Muchas miradas de lástima, de tristeza disimulada con bromas absurdas, de caras de preocupación y otras de incomprensión. Si me pedís que lo contabilice en días, tres semanas. Tres semanas desde que había perdido mi pierna. Me dolía cada día, y nadie de mi alrededor comprendía que agarrase con fiereza el colchón donde antes descansaba ella. Se llamaba síndrome del miembro fantasma.
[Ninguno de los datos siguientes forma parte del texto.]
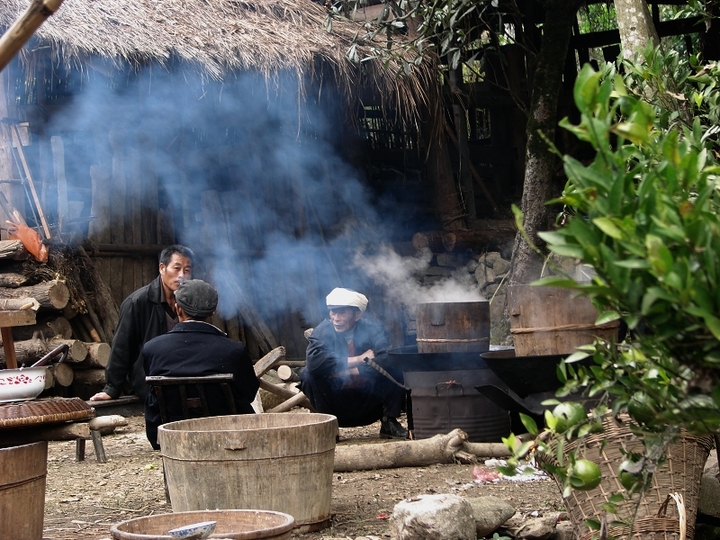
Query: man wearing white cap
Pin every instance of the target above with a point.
(337, 379)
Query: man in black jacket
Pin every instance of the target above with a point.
(337, 378)
(145, 314)
(193, 348)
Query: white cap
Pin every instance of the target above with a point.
(340, 297)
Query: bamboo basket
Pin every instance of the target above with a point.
(656, 518)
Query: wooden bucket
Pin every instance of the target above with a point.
(22, 491)
(548, 321)
(281, 462)
(453, 327)
(231, 524)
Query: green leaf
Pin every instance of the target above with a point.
(606, 317)
(576, 357)
(586, 86)
(529, 423)
(636, 264)
(607, 226)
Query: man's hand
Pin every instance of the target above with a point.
(355, 361)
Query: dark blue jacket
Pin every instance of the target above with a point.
(195, 348)
(142, 317)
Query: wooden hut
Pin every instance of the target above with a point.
(226, 126)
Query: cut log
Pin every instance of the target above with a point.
(282, 391)
(12, 280)
(269, 361)
(51, 294)
(63, 375)
(45, 328)
(13, 250)
(107, 424)
(298, 400)
(30, 351)
(19, 304)
(490, 235)
(98, 355)
(77, 350)
(63, 432)
(437, 449)
(286, 373)
(90, 377)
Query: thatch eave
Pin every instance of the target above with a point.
(218, 37)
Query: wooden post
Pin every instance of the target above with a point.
(24, 27)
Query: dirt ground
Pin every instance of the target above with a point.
(83, 499)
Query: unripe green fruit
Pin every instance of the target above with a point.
(568, 414)
(585, 475)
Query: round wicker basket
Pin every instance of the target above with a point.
(657, 517)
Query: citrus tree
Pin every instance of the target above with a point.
(645, 215)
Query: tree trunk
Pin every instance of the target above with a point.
(540, 163)
(437, 449)
(637, 29)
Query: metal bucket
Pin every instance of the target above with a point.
(446, 400)
(23, 470)
(281, 462)
(453, 327)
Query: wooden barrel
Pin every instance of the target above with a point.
(281, 462)
(22, 491)
(549, 320)
(453, 327)
(230, 524)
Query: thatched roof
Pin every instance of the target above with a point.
(216, 37)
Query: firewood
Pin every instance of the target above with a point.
(420, 453)
(90, 377)
(47, 327)
(286, 373)
(30, 351)
(268, 361)
(91, 328)
(51, 294)
(77, 350)
(98, 355)
(489, 232)
(104, 306)
(299, 399)
(278, 390)
(19, 304)
(63, 375)
(13, 249)
(12, 280)
(107, 424)
(62, 432)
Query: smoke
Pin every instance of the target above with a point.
(401, 278)
(256, 182)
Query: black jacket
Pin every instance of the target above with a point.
(326, 357)
(142, 317)
(192, 349)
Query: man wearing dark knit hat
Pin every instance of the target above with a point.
(194, 347)
(337, 378)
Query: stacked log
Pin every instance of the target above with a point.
(63, 317)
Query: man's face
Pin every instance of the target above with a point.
(177, 270)
(344, 318)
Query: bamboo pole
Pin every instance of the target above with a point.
(24, 27)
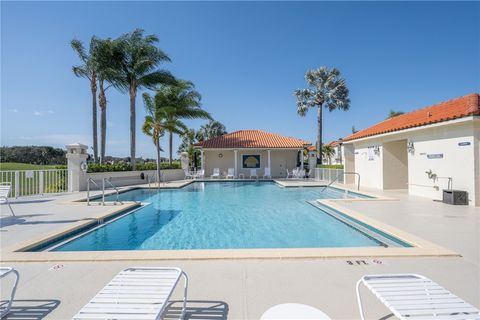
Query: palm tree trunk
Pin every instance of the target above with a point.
(93, 87)
(102, 100)
(319, 134)
(157, 144)
(170, 143)
(133, 95)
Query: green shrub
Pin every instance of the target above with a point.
(123, 166)
(330, 166)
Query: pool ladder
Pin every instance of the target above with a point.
(338, 176)
(108, 180)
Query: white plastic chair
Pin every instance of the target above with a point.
(412, 296)
(216, 173)
(4, 192)
(136, 293)
(5, 271)
(267, 173)
(231, 173)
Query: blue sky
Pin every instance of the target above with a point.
(246, 60)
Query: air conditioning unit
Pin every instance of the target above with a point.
(456, 197)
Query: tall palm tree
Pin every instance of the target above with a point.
(88, 70)
(141, 59)
(328, 152)
(211, 130)
(184, 101)
(326, 88)
(108, 56)
(156, 123)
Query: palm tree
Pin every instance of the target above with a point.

No es una historia dramática. No era corredor, ni siquiera disfrutaba caminando, así que era una pérdida menor. Por supuesto, cuando decía esto en alto, la gente se escandalizaba. Estamos tan acostumbrados al drama, que desdramatizar es herejía.
Me dieron el alta, elegí que fuese en secreto. No quería a un rebaño de idiotas ofreciéndose a ayudarme o llevando mi silla de ruedas.
Los obstáculos arquitectectonicos eran evidentes. Todos habíamos escuchado alguna noticia en la que se demandaban más rampas o mejor accesibilidad en edificios públicos. Tenían razón.
Me despedí de mi pareja con un mensaje de audio. No soportaría que ella me mirase con pena o se quedase a mi lado por compasión. No tenía pierna, pero no era gilipollas.
Mi piso olía a cerrado. Quise abrir la ventana, no llegaba desde la silla, intente levantarme, me caí. Cuando desperté un húmedo camino de sangre ya coagulada recorría mi brazo. Entonces, en el frío suelo, me di cuenta de que iba a ser duro, de que, me gustase o no, necesitaría ayuda y apoyo. Entonces lo decidí. Me compraría un perro.